Ali, a personagem e a série justificaram a quebra da quarta parede, que foi muito criticada por parecer apenas um truque batido. Jennifer Walters é tão mais esperta que a maior parte dos personagens da Marvel que tinha consciência de estar em uma série. Como grande parte das mulheres, Jennifer sabe o que realmente está se passando à sua volta, e às vezes prefere entrar no jogo para evitar conflito, chateação ou ameaça.

Mas às vezes ela escolhe bater o pé por justiça. E retomar o controle de sua própria narrativa.

A história de Jennifer Walters nesta temporada de Mulher-Hulk é a de uma mulher que finalmente está conseguindo avançar em sua carreira depois de muito esforço que enfrenta uma situação inesperada. Aqui, no caso, ela ganha superpoderes. Na vida, poderia ser outra coisa.

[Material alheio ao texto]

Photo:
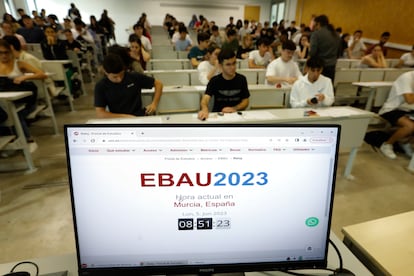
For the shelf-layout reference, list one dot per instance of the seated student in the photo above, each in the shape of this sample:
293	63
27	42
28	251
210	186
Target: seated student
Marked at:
146	43
18	75
210	67
183	43
313	89
118	94
283	70
216	36
52	47
406	60
385	36
303	47
356	46
72	44
402	92
198	52
229	88
176	34
130	64
232	41
375	59
261	57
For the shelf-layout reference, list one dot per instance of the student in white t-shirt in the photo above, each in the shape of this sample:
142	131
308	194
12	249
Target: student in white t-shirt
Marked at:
283	70
210	67
402	92
261	57
406	60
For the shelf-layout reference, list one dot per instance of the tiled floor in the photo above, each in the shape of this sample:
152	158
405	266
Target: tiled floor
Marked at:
35	209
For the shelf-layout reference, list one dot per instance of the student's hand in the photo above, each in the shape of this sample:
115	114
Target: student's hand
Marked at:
202	115
290	80
228	109
150	109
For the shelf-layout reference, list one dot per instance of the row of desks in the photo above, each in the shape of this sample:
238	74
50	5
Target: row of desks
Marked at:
354	122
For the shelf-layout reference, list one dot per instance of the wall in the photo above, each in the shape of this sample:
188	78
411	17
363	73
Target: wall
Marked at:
371	16
126	12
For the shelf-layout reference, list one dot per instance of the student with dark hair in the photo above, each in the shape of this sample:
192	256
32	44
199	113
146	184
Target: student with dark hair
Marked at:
313	89
16	77
325	44
183	43
385	36
283	70
198	52
261	57
393	110
210	67
139	31
30	32
52	47
118	94
229	89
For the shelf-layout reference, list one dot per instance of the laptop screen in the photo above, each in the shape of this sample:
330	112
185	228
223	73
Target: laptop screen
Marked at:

Jennifer tem uma crise de identidade, ficando dividida entre ser uma advogada bem-sucedida, ter seus amigos, sair para beber em bares, fazer sexo, viver um relacionamento amoroso e ser uma super-heroína. Ao longo dos episódios, ela vai se acostumando com a ideia de que talvez consiga fazer as duas coisas.

A irritação dos nerdolas vem dessa insistência da série e da personagem de não se conformar com os lugares-comuns do Universo Cinematográfico Marvel. Quase todos os super-heróis têm relacionamentos amorosos altamente disfuncionais – quando têm. Não à toa, uma das piadas do primeiro episódio é justamente se o Capitão América era virgem ou não. Eles também não têm vida pessoal. Muito menos fazem sexo. Depois de uma cena em Eternos (não por acaso também escrito e dirigido por uma mulher), Mulher-Hulk é a única série que tratou do assunto. E, para piorar, quem está fazendo tudo isso é uma mulher.

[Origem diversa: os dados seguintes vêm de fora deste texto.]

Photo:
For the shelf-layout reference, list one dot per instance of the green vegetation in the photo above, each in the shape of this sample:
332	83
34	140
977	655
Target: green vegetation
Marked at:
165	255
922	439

Mulher-Hulk e sua criadora, Jessica Gao, também têm a coragem de zoar diretamente grupos de machos que se acham injustiçados e se juntam para criticar, xingar, perturbar mulheres nas redes sociais. É um caso claro de Galvão, sentiu por parte de alguns homens. Os trollers foram trolados.

Mas, como ninguém quer admitir isso, a reclamação é a de que não é engraçada, é uma série de tribunal sem muito tempo no tribunal (a duração de cada episódio é de meia hora) ou de que não há ação suficiente. De novo: é uma comédia com meia hora de duração, sobre uma personagem que ainda não abraçou sua condição de super-heroína. É algo que vai mudar daqui para a frente.

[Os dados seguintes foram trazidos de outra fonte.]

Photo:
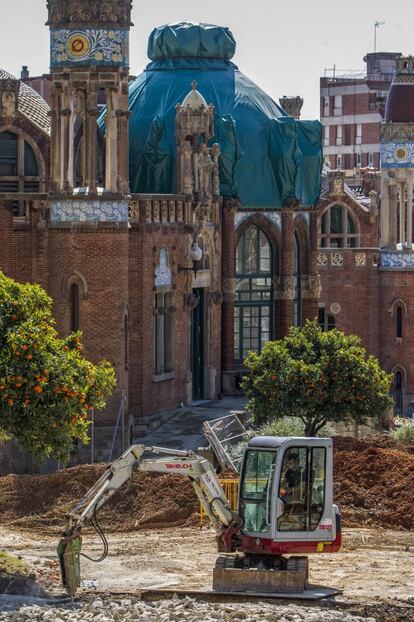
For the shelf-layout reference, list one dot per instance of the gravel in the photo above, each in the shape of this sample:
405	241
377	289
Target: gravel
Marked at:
175	610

A crítica válida é a da qualidade dos efeitos especiais. Mulher-Hulk merecia mais. Então, Marvel, abra a mão da próxima vez.

Quando ao fã da Marvel que acredita ser apenas ele o fã que vale, uma dica: sempre dá para não assistir. Talvez Mulher-Hulk não seja mesmo para esse fã. Nem todos os quadrinhos eram para todos. Mas havia quadrinhos para todos. Por que o Universo Cinematográfico Marvel não pode ter uma série para quem quer ver algo leve, esperto, sobre as dificuldades que uma mulher enfrenta?

As reclamações de Heisenberg e companhia só fazem a primeira temporada de Mulher-Hulk ter ainda mais sentido.